Teknologi penangkap karbon
Penangkap karbon bisa jadi sesederhana saringan dalam cerobong asap pabrik, atau serumit menanam hutan untuk kembali menangkap karbon yang terlepas ke udara. Teknologi penangkap karbon sudah dikembangkan lebih dari 50 tahun. Namun akhir-akhir ini makin marak digunakan, dengan 70% di antaranya diterapkan di lingkup industri minyak dan gas, seperti laporan dari Institute of Energy Economics and Financial Analysis.
Fakta ini seperti sebuah kemajuan. Namun demikian, hanya 300 juta ton karbon yang sudah benar-benar ditangkap di seluruh dunia. Artinya, hanya segelintir kecil saja dari yang sudah ditargetkan dalam perjanjian Paris. Teknologi ini (jika benar-benar efektif) membutuhkan investasi infrastruktur yang mumpuni, seperti jaringan pipa dan fasilitas penyimpanan. Alhasil, bukan perkara mudah karena punya kompetitor prioritas investasi lain yang sama-sama berupaya memitigasi perubahan iklim.

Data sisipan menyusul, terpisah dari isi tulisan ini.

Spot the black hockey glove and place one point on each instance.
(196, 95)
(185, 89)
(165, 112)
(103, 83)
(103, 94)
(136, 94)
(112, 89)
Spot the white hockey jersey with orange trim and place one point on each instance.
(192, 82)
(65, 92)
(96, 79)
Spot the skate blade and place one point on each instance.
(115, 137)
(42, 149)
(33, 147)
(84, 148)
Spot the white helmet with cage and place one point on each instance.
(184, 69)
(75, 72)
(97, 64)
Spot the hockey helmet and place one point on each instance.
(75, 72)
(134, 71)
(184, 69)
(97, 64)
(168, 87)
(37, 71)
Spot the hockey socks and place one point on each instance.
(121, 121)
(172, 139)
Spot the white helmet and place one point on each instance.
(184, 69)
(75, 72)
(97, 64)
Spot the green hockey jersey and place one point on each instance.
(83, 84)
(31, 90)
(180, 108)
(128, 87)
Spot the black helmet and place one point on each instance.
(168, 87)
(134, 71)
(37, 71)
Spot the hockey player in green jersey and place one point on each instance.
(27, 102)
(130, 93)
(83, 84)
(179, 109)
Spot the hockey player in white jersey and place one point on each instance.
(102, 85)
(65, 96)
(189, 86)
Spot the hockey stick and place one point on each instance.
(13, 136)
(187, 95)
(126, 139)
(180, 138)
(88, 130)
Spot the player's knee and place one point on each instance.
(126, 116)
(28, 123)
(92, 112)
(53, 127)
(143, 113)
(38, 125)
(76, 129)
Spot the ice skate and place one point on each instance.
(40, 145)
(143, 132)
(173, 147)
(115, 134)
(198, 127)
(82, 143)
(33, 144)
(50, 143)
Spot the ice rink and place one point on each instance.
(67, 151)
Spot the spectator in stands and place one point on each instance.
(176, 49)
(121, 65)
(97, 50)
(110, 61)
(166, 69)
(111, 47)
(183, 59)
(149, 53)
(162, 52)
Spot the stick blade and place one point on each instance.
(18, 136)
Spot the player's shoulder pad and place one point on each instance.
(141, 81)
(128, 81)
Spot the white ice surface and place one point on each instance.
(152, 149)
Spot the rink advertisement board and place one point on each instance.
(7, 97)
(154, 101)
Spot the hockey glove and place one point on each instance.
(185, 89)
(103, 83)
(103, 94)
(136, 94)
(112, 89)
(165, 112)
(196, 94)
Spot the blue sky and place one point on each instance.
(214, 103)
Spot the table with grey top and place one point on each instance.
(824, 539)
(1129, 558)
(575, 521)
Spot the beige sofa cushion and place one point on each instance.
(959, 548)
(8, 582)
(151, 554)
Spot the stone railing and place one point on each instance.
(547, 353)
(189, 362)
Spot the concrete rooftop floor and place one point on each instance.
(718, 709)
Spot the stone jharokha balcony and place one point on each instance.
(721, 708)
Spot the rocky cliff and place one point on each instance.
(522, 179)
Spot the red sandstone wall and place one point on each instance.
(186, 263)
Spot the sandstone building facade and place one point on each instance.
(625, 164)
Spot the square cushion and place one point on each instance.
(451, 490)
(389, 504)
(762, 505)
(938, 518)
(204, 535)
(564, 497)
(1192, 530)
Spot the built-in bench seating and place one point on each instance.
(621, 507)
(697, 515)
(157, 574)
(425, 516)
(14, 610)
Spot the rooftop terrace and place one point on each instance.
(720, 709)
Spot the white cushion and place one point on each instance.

Bahan bakar hayati dan “powerfuel”
Powerfuel adalah sumber energi hasil sintetik baik berupa gas atau cairan. Contohnya adalah hydrogen, metana, propana, dan bahan bakar cair sintetis. Sementara itu biofuel atau bahan bakar hayati materialnya berasal dari pabrik pengolahan, seperti pabrik etanol yang berasal dari jagung, atau biodiesel dari material limbah.
Sumber energi di atas dapat jadi alternatif yang lebih bersih untuk minyak dan gas. Tetapi di samping kemunculan potensi, ada hambatan lain dari pengembangannya. Penggunaan biofuel memunculkan masalah bagi suplai pangan seperti jagung karena materialnya juga dibutuhkan di industri pangan.
Hal yang menarik dari keberadaan powerfuel atau biofuel adalah menciptakan solusi sirkular dari limbah. Ini menyelesaikan krisis limbah makanan dan plastik yang di saat bersamaan ada sumber energi lain untuk bahan bakar. Bahkan keberadaannya tak menciptakan beban biaya kecuali di produksi, yang mana makin menurun seiring perkembangan teknologinya yang kian maju.
Powerfuel seperti hydrogen dan amonia bisa membantu mengurangi dampak karbon pada sektor yang sulit untuk dielektrifikasi. Industri tersebut di antaranya penerbangan, kapal pegiriman di laut, pabrik baja, semen, dan kimia. Lebih dari 80% energy global masih disuplai oleh energy fosil. Alhasil, masih banyak celah untuk pihak-pihak yang ingin terlibat dalam pengurangan karbon di dunia, akibat bahan bakar fosil di sektor industry.
Tenaga Surya, Angin, dan Teknologi Baterai
Energi terbarukan menjadi topik lain dalam soal energi yang aman dan hijau. Teknologi angin dan surya (terutama yang di belahan barat) sudah makin maju dan lebih murah dalam produksi dibandingkan energi fosil. Isu ini mendorong banyak pembangkit listrik (di dunia barat) mulai beralih pada energi bersih ini, yang mana proses peralihannya masih berlangsung.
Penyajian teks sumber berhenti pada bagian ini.